A partir dessas proteínas, o sistema previu 2.683 peptídeos possíveis. Os pesquisadores selecionaram 100 deles, incluindo o GLP-1, e testaram como eles afetavam as células cerebrais cultivadas em laboratório.

Um minúsculo peptídeo com efeitos poderosos

Como esperado, o GLP-1 aumentou significativamente a atividade nos neurônios. No entanto, um peptídeo muito menor, composto por apenas 12 aminoácidos, produziu uma resposta ainda mais forte, aumentando a atividade dez vezes em comparação com as células de controlo.

Este peptídeo foi denominado BRP, em homenagem à sua molécula parental BPM/ácido retinóico induzível neural específico 2, ou BRINP2 (peptídeo relacionado a BRINP2).

Estudos em animais mostram redução do apetite e perda de gordura

Quando testado em ratos magros e miniporcos (que refletem mais de perto o metabolismo humano e os padrões alimentares do que os ratos), o BRP reduziu significativamente a ingestão de alimentos. Uma única injeção antes da alimentação reduziu o consumo em até 50% em uma hora.

Em ratos obesos, as injeções diárias durante 14 dias levaram a uma perda média de peso de 3 gramas, principalmente de gordura. Em contraste, os ratos não tratados ganharam cerca de 3 gramas durante o mesmo período. Os animais tratados também apresentaram melhorias na tolerância à glicose e à insulina.

É importante ressaltar que os animais não apresentaram alterações no movimento, na ingestão de água, no comportamento semelhante à ansiedade ou na digestão. Análises adicionais confirmaram que o BRP funciona através de vias cerebrais e metabólicas diferentes do GLP-1 ou da semaglutida.

Uma abordagem mais direcionada para perda de peso

Os pesquisadores estão agora trabalhando para identificar os receptores específicos que interagem com o BRP e para entender melhor como ele funciona no corpo. Eles também estão explorando maneiras de estender seus efeitos para que possa ser usado de forma mais conveniente se for eficaz nas pessoas.

“A falta de medicamentos eficazes para tratar a obesidade em humanos tem sido um problema há décadas”, disse Svensson. “Nada que testamos antes se compara à capacidade da semaglutida de diminuir o apetite e o peso corporal. Estamos muito ansiosos para saber se é seguro e eficaz em humanos”.

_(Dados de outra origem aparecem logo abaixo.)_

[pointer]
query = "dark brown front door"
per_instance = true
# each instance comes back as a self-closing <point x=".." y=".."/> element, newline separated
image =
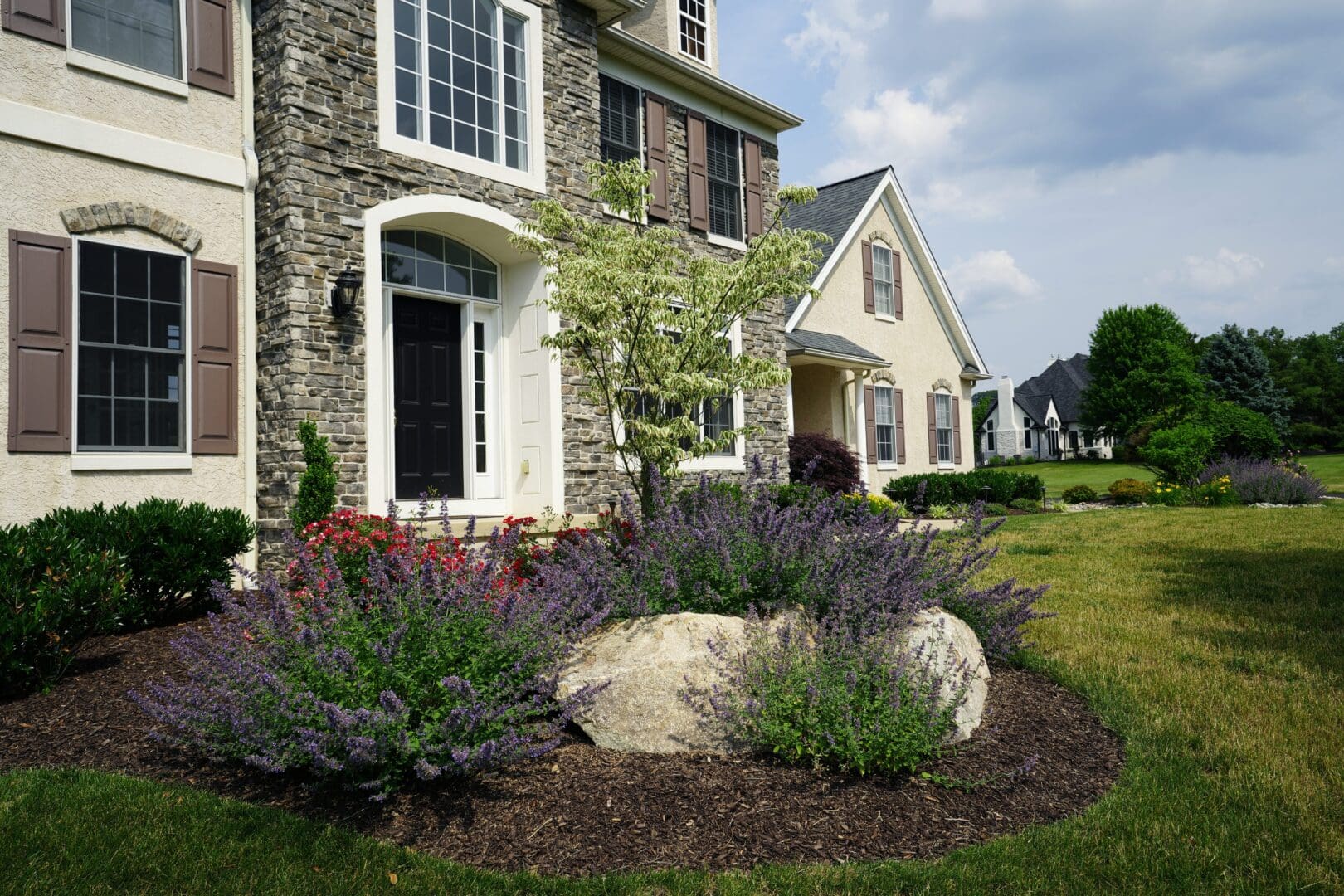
<point x="427" y="397"/>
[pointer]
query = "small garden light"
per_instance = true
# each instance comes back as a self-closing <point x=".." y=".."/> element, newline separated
<point x="346" y="292"/>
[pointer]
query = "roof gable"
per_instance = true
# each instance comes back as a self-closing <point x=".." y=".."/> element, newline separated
<point x="840" y="212"/>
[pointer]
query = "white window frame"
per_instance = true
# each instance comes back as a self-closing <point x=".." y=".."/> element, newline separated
<point x="392" y="141"/>
<point x="676" y="37"/>
<point x="124" y="71"/>
<point x="890" y="312"/>
<point x="130" y="460"/>
<point x="718" y="240"/>
<point x="483" y="494"/>
<point x="890" y="391"/>
<point x="942" y="401"/>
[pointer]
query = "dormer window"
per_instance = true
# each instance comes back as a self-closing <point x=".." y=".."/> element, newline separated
<point x="695" y="30"/>
<point x="461" y="78"/>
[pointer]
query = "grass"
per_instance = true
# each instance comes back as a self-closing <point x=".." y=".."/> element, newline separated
<point x="1328" y="469"/>
<point x="1209" y="638"/>
<point x="1060" y="475"/>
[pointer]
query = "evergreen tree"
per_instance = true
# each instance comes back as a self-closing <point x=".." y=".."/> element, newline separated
<point x="1142" y="367"/>
<point x="1238" y="371"/>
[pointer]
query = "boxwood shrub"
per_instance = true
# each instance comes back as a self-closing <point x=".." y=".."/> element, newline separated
<point x="173" y="551"/>
<point x="926" y="489"/>
<point x="54" y="592"/>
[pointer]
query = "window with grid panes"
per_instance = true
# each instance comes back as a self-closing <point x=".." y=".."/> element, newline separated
<point x="461" y="78"/>
<point x="132" y="349"/>
<point x="620" y="119"/>
<point x="884" y="416"/>
<point x="723" y="158"/>
<point x="695" y="28"/>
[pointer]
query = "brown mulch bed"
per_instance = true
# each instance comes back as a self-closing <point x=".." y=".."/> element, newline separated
<point x="582" y="811"/>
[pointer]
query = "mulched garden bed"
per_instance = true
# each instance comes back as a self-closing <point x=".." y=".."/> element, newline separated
<point x="582" y="811"/>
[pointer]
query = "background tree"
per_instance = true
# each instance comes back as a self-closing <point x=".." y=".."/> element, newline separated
<point x="1142" y="367"/>
<point x="1238" y="371"/>
<point x="1311" y="371"/>
<point x="647" y="323"/>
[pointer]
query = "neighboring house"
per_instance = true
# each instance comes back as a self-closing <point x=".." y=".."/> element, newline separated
<point x="1040" y="418"/>
<point x="401" y="143"/>
<point x="125" y="269"/>
<point x="884" y="359"/>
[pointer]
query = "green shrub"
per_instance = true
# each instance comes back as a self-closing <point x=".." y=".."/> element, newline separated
<point x="54" y="592"/>
<point x="318" y="485"/>
<point x="1131" y="492"/>
<point x="1179" y="451"/>
<point x="173" y="553"/>
<point x="1079" y="494"/>
<point x="1239" y="431"/>
<point x="996" y="485"/>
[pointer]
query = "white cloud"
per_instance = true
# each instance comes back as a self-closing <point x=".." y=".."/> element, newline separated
<point x="894" y="129"/>
<point x="991" y="280"/>
<point x="1220" y="271"/>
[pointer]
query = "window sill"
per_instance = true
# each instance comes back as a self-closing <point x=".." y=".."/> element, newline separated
<point x="130" y="461"/>
<point x="714" y="464"/>
<point x="121" y="71"/>
<point x="724" y="242"/>
<point x="422" y="151"/>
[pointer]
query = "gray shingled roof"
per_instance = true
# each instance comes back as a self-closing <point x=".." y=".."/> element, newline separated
<point x="835" y="208"/>
<point x="1064" y="382"/>
<point x="801" y="340"/>
<point x="832" y="212"/>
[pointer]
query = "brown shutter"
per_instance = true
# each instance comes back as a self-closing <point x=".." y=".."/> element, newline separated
<point x="41" y="308"/>
<point x="210" y="45"/>
<point x="956" y="430"/>
<point x="214" y="359"/>
<point x="656" y="140"/>
<point x="869" y="303"/>
<point x="933" y="427"/>
<point x="895" y="285"/>
<point x="869" y="422"/>
<point x="699" y="178"/>
<point x="901" y="426"/>
<point x="756" y="202"/>
<point x="41" y="19"/>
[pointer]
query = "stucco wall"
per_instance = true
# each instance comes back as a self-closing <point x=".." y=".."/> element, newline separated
<point x="37" y="74"/>
<point x="37" y="183"/>
<point x="917" y="347"/>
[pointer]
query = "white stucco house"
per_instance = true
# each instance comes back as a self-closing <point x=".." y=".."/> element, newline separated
<point x="882" y="359"/>
<point x="1040" y="418"/>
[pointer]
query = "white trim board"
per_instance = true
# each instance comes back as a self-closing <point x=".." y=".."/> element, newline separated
<point x="80" y="134"/>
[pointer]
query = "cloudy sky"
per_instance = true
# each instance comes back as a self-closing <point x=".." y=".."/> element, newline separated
<point x="1066" y="156"/>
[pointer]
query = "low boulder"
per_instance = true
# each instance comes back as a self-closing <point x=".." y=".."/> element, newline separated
<point x="953" y="652"/>
<point x="647" y="665"/>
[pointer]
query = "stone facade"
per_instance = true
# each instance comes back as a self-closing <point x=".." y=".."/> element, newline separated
<point x="320" y="168"/>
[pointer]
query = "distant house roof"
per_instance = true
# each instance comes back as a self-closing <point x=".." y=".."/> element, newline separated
<point x="801" y="342"/>
<point x="1064" y="382"/>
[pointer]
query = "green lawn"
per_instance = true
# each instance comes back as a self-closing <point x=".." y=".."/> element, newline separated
<point x="1328" y="469"/>
<point x="1059" y="475"/>
<point x="1209" y="638"/>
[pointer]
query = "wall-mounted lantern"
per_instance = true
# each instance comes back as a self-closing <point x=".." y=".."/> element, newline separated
<point x="346" y="292"/>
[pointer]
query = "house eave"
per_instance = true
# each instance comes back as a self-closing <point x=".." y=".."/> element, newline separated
<point x="643" y="54"/>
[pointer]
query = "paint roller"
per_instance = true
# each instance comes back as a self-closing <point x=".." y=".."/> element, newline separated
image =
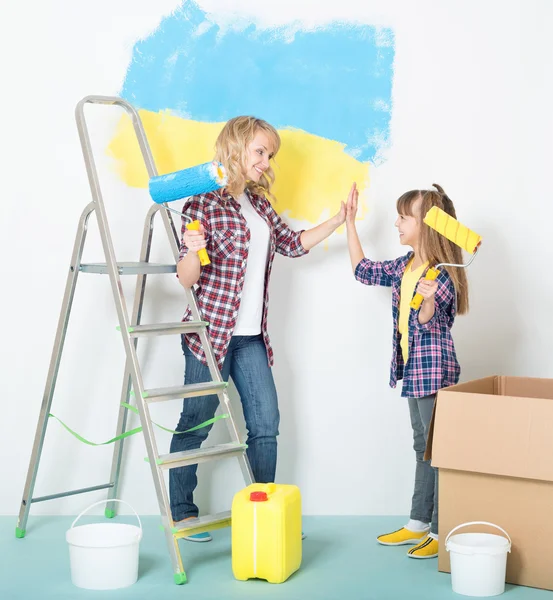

Colaboração e Financiamento

A pesquisa envolveu cientistas da Universidade da Califórnia, Berkeley; a Universidade de Minnesota; e a Universidade da Colúmbia Britânica. O financiamento veio dos Institutos Nacionais de Saúde (doações R01DK125260, P30DK116074, K99AR081618 e GM113854), juntamente com vários programas de Stanford, a American Heart Association, a Carlsberg Foundation e a Wu Tsai Human Performance Alliance.

Svensson e Coassolo estão listados como inventores de patentes relacionadas aos peptídeos BRP para distúrbios metabólicos, e Svensson é cofundador da Merrifield Therapeutics.